Lich Trial Highlights: September 12, 2023

We began the sixth day of the trial of Tamara Lich and Chris Barber with the continued voir dire on the admissibility of certain social media posts and videos allegedly relating to Ms. Lich and Mr. Barber. (It will be recalled that a voir dire ("true say") is a trial within a trial to determine whether certain items or information may be entered into evidence.)

Sergeant Pilotte returned to the stand, after which the Crown continued its examination of her. As before, she was asked to authenticate several extracts of the Freedom Convoy 2022 Facebook page as it existed when she or her colleagues created the screen capture or downloaded associated videos. This took most of the morning.

This process is necessary to catalogue each document with an exhibit number and title.

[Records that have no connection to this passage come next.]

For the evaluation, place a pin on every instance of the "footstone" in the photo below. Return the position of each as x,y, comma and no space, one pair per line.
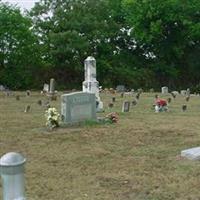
191,154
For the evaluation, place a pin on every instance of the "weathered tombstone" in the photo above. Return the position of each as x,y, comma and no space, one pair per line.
169,100
137,96
45,88
113,99
191,154
134,102
120,88
126,106
17,97
27,108
28,93
187,98
12,174
91,85
151,90
184,107
110,105
122,95
188,92
39,102
77,107
183,92
2,88
164,90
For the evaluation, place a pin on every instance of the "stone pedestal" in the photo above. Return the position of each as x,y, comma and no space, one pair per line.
91,85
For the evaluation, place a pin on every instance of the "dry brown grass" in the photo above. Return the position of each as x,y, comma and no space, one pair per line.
135,159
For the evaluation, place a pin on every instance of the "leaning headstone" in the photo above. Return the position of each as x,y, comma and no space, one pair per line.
120,88
164,90
191,154
126,106
77,107
91,85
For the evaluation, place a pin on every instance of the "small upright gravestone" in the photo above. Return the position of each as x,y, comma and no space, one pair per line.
91,85
191,154
77,107
164,90
120,88
126,106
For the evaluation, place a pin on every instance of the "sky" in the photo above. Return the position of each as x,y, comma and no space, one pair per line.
24,4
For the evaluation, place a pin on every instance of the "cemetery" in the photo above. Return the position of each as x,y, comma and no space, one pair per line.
99,100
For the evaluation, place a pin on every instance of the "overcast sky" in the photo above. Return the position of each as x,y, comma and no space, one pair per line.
24,4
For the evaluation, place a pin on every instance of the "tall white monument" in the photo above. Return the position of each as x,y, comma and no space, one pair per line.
91,85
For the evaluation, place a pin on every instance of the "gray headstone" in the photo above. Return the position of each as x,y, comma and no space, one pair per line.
126,106
46,88
120,88
77,107
183,92
191,154
52,86
164,90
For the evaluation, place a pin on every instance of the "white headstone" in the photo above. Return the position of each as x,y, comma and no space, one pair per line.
191,154
91,85
77,107
164,90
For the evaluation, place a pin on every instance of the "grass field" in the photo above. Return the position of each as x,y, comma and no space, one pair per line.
136,159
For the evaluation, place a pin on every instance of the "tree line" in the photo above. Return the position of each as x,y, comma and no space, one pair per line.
138,43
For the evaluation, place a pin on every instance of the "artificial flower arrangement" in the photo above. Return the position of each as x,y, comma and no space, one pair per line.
112,117
52,117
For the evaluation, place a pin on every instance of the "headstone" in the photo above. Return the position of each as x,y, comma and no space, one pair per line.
17,97
52,86
110,105
164,90
2,88
169,100
151,90
183,92
46,88
77,107
27,108
134,102
187,98
91,85
113,99
39,102
188,92
28,93
191,154
126,106
120,88
184,107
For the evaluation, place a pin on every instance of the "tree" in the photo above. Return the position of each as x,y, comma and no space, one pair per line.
71,30
18,48
169,33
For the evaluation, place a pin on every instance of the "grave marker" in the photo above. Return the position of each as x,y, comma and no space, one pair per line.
77,107
126,106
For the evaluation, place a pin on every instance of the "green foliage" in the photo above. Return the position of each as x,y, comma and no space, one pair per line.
18,51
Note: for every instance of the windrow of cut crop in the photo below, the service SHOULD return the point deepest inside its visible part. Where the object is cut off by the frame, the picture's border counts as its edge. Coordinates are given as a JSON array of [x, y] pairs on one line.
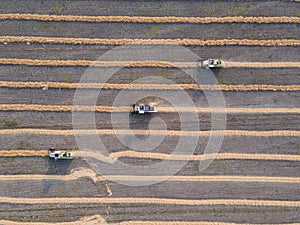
[[147, 19], [184, 42], [163, 201], [161, 156], [161, 109], [212, 87], [132, 64], [273, 133]]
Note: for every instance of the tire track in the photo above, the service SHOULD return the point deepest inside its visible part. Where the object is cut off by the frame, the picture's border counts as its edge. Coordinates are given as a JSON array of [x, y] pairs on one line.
[[147, 19], [82, 172], [167, 201], [122, 41], [274, 133], [113, 157], [213, 87], [133, 64]]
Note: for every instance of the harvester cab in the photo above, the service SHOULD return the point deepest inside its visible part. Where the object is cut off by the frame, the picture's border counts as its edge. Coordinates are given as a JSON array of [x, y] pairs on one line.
[[59, 154], [142, 109]]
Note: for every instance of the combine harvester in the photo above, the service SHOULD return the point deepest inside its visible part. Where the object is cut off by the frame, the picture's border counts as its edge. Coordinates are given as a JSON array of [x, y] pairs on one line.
[[211, 63], [59, 154], [142, 109]]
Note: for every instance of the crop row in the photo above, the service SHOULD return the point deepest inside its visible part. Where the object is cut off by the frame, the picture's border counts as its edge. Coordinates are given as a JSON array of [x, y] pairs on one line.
[[184, 42], [146, 19], [273, 133]]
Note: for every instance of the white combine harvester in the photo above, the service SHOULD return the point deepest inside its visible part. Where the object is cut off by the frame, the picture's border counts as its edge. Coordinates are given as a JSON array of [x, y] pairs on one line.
[[142, 109], [59, 154], [211, 63]]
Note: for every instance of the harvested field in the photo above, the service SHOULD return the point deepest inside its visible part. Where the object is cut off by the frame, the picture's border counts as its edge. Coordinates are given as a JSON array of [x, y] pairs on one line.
[[252, 177]]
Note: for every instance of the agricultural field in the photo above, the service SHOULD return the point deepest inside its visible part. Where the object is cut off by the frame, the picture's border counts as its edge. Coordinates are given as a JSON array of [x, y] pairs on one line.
[[230, 157]]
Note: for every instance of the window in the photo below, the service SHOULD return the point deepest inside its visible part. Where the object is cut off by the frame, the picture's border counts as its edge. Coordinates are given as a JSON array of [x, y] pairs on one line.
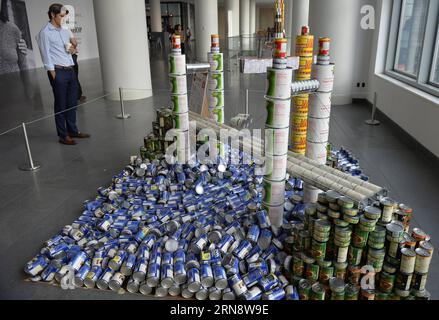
[[434, 79], [413, 44]]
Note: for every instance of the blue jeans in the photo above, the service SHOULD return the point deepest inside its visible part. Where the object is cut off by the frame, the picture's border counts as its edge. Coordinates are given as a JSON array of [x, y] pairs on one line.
[[65, 92]]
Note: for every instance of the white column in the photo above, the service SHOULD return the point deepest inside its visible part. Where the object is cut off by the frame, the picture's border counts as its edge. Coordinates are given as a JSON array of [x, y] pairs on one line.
[[324, 21], [231, 10], [123, 47], [252, 17], [289, 23], [299, 18], [206, 24], [244, 20], [156, 16]]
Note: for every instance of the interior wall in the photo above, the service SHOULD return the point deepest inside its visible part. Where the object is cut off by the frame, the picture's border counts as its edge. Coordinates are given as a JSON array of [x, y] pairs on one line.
[[85, 26], [266, 17], [363, 55], [221, 21], [413, 110]]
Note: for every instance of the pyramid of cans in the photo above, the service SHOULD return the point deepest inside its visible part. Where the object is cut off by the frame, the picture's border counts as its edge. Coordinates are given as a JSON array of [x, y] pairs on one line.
[[215, 84], [337, 240], [278, 102], [194, 231], [299, 114], [179, 98]]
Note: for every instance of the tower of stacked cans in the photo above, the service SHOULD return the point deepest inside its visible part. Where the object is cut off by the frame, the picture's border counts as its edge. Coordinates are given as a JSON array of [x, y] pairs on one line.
[[299, 114], [179, 98], [346, 253], [215, 84], [320, 113], [278, 100]]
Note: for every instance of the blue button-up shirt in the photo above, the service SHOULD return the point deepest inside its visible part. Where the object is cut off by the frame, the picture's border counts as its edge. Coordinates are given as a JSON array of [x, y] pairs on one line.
[[52, 43]]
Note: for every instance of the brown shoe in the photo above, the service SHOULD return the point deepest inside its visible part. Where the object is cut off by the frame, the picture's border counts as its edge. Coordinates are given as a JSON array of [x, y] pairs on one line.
[[80, 135], [67, 141]]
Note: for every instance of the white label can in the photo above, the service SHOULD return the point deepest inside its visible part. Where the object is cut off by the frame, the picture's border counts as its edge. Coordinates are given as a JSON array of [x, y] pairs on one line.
[[276, 141], [216, 61], [274, 192], [318, 130], [215, 98], [276, 167], [178, 84], [177, 64], [279, 83], [180, 103], [216, 81], [320, 105]]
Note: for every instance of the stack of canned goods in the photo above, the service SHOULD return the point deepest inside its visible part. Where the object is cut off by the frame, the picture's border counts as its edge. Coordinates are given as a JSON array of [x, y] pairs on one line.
[[194, 231], [339, 247], [179, 99], [299, 116], [345, 161], [154, 144], [278, 100], [215, 84]]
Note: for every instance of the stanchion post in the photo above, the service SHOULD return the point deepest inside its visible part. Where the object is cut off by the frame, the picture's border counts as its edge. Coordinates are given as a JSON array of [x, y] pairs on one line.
[[246, 101], [123, 115], [373, 121], [31, 166]]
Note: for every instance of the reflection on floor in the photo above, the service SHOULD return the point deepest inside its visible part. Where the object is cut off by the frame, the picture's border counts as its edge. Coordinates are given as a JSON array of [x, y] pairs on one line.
[[34, 207]]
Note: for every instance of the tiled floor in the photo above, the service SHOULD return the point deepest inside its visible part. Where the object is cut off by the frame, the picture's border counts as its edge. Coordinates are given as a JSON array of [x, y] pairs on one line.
[[34, 206]]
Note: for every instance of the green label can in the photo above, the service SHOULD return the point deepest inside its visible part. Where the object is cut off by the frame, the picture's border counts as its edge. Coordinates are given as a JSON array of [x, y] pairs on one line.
[[312, 272], [177, 64], [180, 103], [304, 289], [178, 84], [216, 81], [215, 98], [279, 83], [278, 113], [318, 249], [216, 61]]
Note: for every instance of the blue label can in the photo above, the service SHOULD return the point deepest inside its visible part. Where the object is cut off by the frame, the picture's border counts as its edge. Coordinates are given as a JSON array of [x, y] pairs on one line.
[[153, 275], [253, 234], [242, 250], [225, 243], [36, 265], [220, 277], [291, 293], [180, 256], [93, 276], [206, 275], [253, 277], [167, 258], [237, 284], [180, 272], [276, 294], [264, 221], [81, 274], [49, 273], [269, 282], [78, 260], [253, 294]]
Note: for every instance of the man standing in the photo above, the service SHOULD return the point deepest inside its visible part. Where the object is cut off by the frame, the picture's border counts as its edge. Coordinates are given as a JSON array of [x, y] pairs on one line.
[[56, 52]]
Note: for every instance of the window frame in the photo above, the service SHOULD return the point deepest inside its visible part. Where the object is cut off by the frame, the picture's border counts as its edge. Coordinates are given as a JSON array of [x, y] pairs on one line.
[[423, 80]]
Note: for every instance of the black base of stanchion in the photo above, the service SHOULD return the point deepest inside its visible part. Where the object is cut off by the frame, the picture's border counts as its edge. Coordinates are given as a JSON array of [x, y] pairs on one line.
[[127, 116], [372, 122], [28, 168]]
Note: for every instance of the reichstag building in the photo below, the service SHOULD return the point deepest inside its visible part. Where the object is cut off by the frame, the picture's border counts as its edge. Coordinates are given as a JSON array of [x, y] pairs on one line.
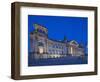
[[44, 47]]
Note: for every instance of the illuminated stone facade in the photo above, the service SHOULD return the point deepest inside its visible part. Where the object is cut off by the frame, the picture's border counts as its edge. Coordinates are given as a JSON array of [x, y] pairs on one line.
[[44, 47]]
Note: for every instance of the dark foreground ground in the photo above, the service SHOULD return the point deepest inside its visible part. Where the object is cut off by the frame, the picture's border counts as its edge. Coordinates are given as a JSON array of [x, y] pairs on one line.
[[69, 60]]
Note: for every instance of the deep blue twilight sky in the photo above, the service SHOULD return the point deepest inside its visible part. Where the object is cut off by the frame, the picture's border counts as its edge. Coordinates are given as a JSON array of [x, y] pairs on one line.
[[74, 28]]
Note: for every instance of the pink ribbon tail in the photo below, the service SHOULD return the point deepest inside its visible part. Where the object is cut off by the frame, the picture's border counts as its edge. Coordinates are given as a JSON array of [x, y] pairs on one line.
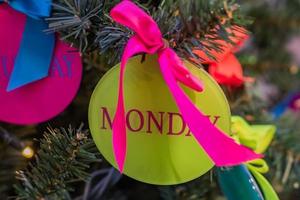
[[133, 47]]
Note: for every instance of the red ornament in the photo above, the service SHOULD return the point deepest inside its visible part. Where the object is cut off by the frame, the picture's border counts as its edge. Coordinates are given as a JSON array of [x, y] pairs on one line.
[[225, 67]]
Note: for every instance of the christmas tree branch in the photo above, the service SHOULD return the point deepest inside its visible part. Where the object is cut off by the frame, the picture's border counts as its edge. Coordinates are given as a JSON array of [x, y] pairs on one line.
[[188, 25]]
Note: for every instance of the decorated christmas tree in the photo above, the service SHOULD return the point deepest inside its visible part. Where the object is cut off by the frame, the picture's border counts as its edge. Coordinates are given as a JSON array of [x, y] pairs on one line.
[[171, 99]]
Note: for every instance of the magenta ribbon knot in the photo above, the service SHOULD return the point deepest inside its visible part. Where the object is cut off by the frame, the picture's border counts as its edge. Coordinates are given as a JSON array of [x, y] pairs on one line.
[[222, 149]]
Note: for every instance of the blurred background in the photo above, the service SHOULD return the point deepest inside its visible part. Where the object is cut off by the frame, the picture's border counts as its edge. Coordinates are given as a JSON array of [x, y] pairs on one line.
[[271, 56]]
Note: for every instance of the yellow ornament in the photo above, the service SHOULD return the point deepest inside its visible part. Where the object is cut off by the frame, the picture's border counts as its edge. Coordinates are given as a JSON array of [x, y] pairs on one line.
[[161, 149]]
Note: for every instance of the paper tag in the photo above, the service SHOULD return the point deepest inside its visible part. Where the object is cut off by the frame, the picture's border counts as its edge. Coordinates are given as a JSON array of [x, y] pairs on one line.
[[41, 100], [160, 148]]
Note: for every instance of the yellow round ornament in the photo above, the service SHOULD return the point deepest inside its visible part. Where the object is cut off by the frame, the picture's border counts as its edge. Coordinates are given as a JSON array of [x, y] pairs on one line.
[[160, 148]]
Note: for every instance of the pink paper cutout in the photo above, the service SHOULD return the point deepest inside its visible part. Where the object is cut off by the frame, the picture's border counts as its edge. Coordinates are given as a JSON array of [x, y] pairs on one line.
[[42, 100]]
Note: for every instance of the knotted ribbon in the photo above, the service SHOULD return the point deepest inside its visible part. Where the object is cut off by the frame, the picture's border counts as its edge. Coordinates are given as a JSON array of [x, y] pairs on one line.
[[258, 138], [36, 49], [223, 150]]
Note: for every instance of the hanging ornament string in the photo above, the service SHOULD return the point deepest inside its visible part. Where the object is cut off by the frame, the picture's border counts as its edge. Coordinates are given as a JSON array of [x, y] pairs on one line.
[[36, 49], [223, 150]]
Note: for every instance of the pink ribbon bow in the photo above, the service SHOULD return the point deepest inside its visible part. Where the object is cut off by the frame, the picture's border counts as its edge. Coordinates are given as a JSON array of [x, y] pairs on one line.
[[223, 150]]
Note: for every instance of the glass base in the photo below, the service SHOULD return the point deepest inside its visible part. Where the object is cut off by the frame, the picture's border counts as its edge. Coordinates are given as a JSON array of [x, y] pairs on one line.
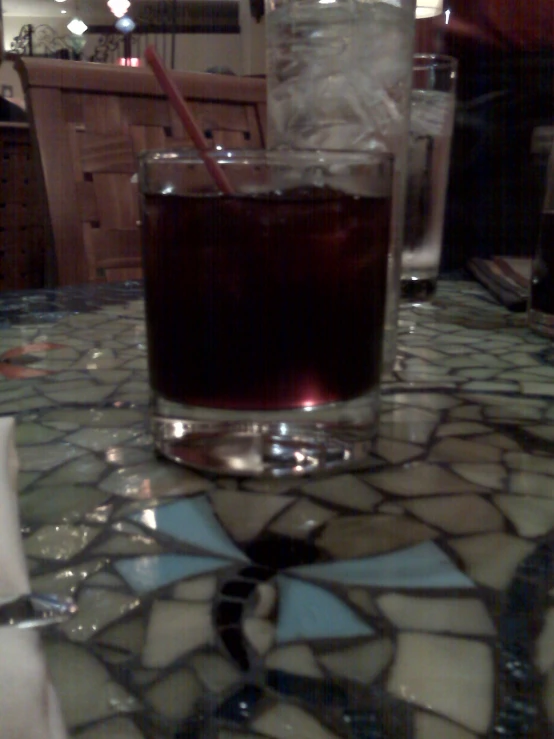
[[418, 291], [333, 437], [541, 323]]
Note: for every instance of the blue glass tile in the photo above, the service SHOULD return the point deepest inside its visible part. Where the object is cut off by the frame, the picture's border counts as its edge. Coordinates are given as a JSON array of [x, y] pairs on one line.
[[422, 566], [191, 521], [309, 612], [144, 574]]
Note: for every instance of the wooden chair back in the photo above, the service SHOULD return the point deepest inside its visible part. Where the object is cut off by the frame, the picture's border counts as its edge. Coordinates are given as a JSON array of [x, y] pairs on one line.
[[22, 216], [90, 121]]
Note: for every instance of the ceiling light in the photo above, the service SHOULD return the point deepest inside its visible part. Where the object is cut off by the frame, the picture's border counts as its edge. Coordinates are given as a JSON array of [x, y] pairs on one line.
[[77, 26], [125, 24], [428, 8], [118, 7]]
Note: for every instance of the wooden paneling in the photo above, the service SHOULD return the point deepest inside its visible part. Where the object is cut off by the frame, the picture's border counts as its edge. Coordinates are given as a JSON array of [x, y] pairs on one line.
[[22, 215], [90, 122]]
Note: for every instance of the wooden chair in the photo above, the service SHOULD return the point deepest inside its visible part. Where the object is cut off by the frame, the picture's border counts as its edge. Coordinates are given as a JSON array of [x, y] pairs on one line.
[[89, 122], [22, 216]]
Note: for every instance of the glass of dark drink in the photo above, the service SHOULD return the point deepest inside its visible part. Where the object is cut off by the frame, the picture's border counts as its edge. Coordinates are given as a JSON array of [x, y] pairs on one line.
[[265, 307]]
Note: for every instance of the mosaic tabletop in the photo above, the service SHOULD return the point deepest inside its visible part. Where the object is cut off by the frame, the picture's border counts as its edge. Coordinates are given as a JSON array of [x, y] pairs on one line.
[[413, 599]]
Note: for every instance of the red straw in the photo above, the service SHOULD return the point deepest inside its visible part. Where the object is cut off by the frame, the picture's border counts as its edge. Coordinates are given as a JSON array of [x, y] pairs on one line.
[[185, 114]]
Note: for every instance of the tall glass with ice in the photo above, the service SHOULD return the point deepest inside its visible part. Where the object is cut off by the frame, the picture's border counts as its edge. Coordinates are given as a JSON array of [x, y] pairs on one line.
[[431, 124], [265, 307], [339, 77]]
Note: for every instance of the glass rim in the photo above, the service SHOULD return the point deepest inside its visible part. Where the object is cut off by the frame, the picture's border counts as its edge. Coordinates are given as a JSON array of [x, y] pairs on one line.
[[293, 157], [422, 62]]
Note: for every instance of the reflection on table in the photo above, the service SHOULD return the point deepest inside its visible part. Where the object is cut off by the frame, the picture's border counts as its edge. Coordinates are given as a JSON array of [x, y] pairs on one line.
[[413, 598]]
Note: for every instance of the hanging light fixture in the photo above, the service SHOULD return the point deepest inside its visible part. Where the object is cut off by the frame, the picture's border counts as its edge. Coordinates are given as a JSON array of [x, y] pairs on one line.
[[126, 24], [428, 8], [77, 27], [118, 7]]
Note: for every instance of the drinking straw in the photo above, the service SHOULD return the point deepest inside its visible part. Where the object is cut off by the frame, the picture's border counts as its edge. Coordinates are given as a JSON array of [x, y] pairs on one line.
[[185, 114]]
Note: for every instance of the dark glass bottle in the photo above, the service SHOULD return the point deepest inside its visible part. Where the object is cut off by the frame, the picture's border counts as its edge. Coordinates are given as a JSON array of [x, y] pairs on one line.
[[541, 302]]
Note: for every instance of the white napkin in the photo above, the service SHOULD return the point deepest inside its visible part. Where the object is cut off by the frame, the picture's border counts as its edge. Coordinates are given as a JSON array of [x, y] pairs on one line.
[[28, 705]]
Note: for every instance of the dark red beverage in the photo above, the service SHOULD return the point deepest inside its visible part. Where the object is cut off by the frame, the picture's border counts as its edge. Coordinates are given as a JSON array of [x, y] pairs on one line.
[[265, 302], [542, 284]]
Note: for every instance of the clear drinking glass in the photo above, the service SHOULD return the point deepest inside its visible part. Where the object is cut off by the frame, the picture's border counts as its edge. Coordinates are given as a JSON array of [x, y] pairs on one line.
[[339, 77], [431, 124], [265, 308]]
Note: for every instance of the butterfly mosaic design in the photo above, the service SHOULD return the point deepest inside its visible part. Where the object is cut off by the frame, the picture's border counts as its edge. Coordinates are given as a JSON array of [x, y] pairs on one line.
[[309, 607]]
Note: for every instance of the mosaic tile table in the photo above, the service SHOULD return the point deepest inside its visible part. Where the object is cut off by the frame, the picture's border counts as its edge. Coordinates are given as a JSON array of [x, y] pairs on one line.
[[412, 600]]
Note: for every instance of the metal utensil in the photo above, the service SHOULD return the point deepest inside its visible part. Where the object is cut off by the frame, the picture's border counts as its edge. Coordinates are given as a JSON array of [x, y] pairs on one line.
[[34, 610]]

Some of the Facebook posts referenced videos: these videos were then shown in Court so that all parties were given a chance to review the potential evidence the Crown hopes to use.

Many of these videos seemingly depicted either Lich or Barber, or both, making statements about the protests. In one, for example, Mr. Barber was seen touring Ottawa during the protest, greeting people warmly. In another, Ms. Lich seemingly gave a heartfelt speech wherein she encouraged people "not to give in," to "keep love in your heart," to "remain peaceful," and even to "pray for the Prime Minister."

So far, there has been little evidence to support the Crown's contention that the protest was "anything but peaceful."

The phrase "hold the line" recurs in some of the videos. We have not yet been told by the Crown how that phrase relates to the elements of any of the offences with which Ms. Lich has been charged. Presumably, this will become clear as the Crown develops its case - provided the Crown convinces the Court that these videos should be admitted as evidence.

The voir dire continued throughout the afternoon, with Sergeant Pilotte authenticating various videos. Toward the end of the day, the Crown advised that it had two 75-minute videos remaining, the viewing of which is expected to take up Wednesday morning.

It is expected that the voir dire will wrap up shortly after that, ending with arguments by the Crown and defence, at which point Justice Perkins-McVey will make her ruling on the narrow issue of the admissibility of this evidence. 

Disclaimer: Please remember this update is given for information purposes only. It is not legal advice. If you have a legal issue, you should consult a lawyer for specific advice.